星まこと /  アニメ探究 ⑩

「荒木伸吾さんといえば止め絵とか美形キャラとか言われてますよね。
たとえば『巨人の星』の星飛雄馬。普通の人が描いた飛雄馬の絵はこれ。これもうまいんですよ。でも荒木さんが描くとどうなるか?・・・全然違う。
前のだって十分うまいんですよ。でも荒木さんが描くとこうなっちゃう。荒木さんも自分でわかってない。どうしてなんでしょうね、こうなっちゃうんですよ、としか言わないんですよ」

「荒木さんはこういうすごい迫力ある絵を描くけれど、ぼくはそれ以上に何かこの人の絵には詩情がある、リリカルなものがあるとずっと思っていた。
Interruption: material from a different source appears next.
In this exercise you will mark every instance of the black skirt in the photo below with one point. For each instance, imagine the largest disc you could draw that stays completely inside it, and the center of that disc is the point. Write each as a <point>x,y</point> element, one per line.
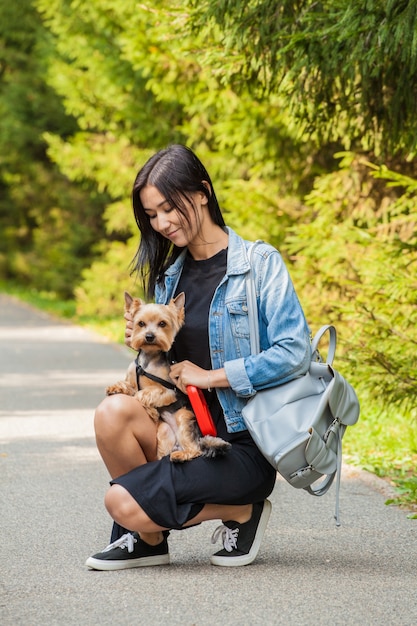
<point>171,494</point>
なんでだろう、と思ってたとき、昔の『アニメージュ』で特集があって、かつて荒木さんが劇画を描いてたっていうのがわかった。それですごく探したんです」


「劇画っていうと今のマンガファンは、ギャングだとかハードボイルドだとか思ってるかもしれないけど違うんですよ。こういう世界もある。リリカルで、コマ運びが石ノ森章太郎の「ジュン」みたいなんです。
十代の若者たち、手塚治虫をめざしてたような人たちが、漫画雑誌に描けなくて、こっちだったらデビューできると思って劇画に来たっていうのもあったんですね。
荒木さんは小さい頃に戦争でお父様を亡くされて、中学を出た頃から、ちょっと間違えたら指をなくすようなハードな鉄工所の現場で働いて、でも夜中になると徹夜で漫画の原稿を描いてた。世の中の矛盾とか冷たさとか全部わかった上で描いていた。そういうのが全部にじみ出て昇華されたものが、荒木さんのあの絵だった。それをぼくらも画面から感じとっていた。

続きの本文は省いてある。